Jones never met her Grandfather, but she says that through writing this piece, she has had the opportunity to really learn a lot about him. “There was stuff that I learned that my family had forgotten. I read an early draft of the script to my family members, and at the end they were speechless. It really hit home for them, and I knew that this story would be really relatable to others.”

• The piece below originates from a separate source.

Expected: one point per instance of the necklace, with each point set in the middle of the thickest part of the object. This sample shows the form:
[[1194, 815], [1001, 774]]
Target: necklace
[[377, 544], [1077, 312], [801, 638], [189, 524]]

Jones is very excited that she is able to produce her show on the Kavinoky stage. “I feel honored. I call this place my home! I love the collaboration that comes with putting together a show like this. The finished product is nice, but I like the process more.”

“I think the audience will find authenticity in this story, and with that, they will be able to relate,” says Jones, who goes on to say that a similar thing has happened with Tom Dudzick’s “Over The Tavern.” “Dudzick had success with his show because so many people were able to relate to the authentic experience that they remember.”

“Forget Me Not” stars Anne Roaldi Boucher, Zachary Bellus, Nick Stevens and Marisa Caruso. The show is directed by Kristen Tripp Kelley.